Comme pour une réussite le hasard a disposé les cartes, je sentais une logique interne prendre forme peu à peu il n’y a pas eu de scénario écrit au préalable, j’ai d’abord observé puis filmé sans presque passer par les mots
quand nous installons le matériel dans un endroit j’ai l’impression d’être dans mon atelier, de posséder l’espace et l’histoire sera la prise de possession de l’espace, j’ai voulu filmer l’ « espace privé » de ces cinq femmes
le tournage d’Inna a commencé le soir
elle était étendue sur le lit, je plaçais la caméra sans savoir et comme je surveillais le moniteur pour des essais d’éclairage je découvre une image qui prend pour moi valeur d’icône, j’enclenche le magnétoscope et le tournage démarre, elle est étendue sur le lit pendant la préparation, elle bavardait sans attendre de réponse, cette phrase m’a accrochée, elle a ensuite guidé l’élaboration de son portrait
le matin quand je me réveille, je me demande
si je pourrai sortir
je me lève et je m’assieds dans mon fauteuil et je me dis que le mieux c’est dans mon fauteuil, de ma vie je n’ai eu d’aussi belles pantoufles. Une femme passe et repasse une porte sans raison, ses pas dans l’escalier,
elle repasse un drap blanc, le suspend puis nous l’abandonne
Où est le drame
elle déplace les objets sur la table
Elles ne font que se déplacer, déplacer des objets, aucune action qui puisse nous édifier sur ce qu’elles font, qui elles sont, à partir de gestes anodins dans lesquels je trouve le rythme propre de chacune elle se déplace entre la table et le mur, entre la table et la fenêtre, son champ d’action est limité, le mouvement est régulier à l’intérieur du cadre, il se fait lancinant, la forme tend à se détacher du fond et à se constituer en structure autonome, le mouvement devient figure quand soudain la main s’immobilise, elle retrouve sa réalité.

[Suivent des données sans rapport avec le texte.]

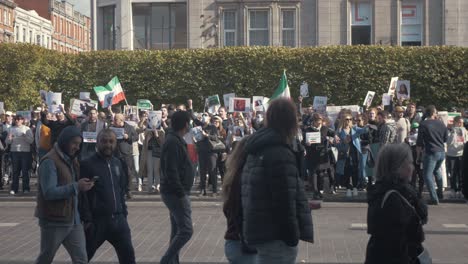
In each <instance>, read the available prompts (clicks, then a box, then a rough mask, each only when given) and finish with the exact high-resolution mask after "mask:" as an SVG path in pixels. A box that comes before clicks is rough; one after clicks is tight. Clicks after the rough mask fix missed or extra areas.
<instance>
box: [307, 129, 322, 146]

Ce (film) est présenté sans sous-titres, le sens des mots est d’un intérêt relatif, les dialogues sont là comme des bavardages et peu importe la langue, la sonorité de la voix, les intonations donnent plus de sens si l’on dégage les mots de leur signification, quand à la fin, la petite fille crée un jeu, elle épelle les lettres et parfois celles-ci reliées l’une à l’autre prennent un sens, ce sont les mots d’une phrase, elle a mis en jeu la structure-même du (film).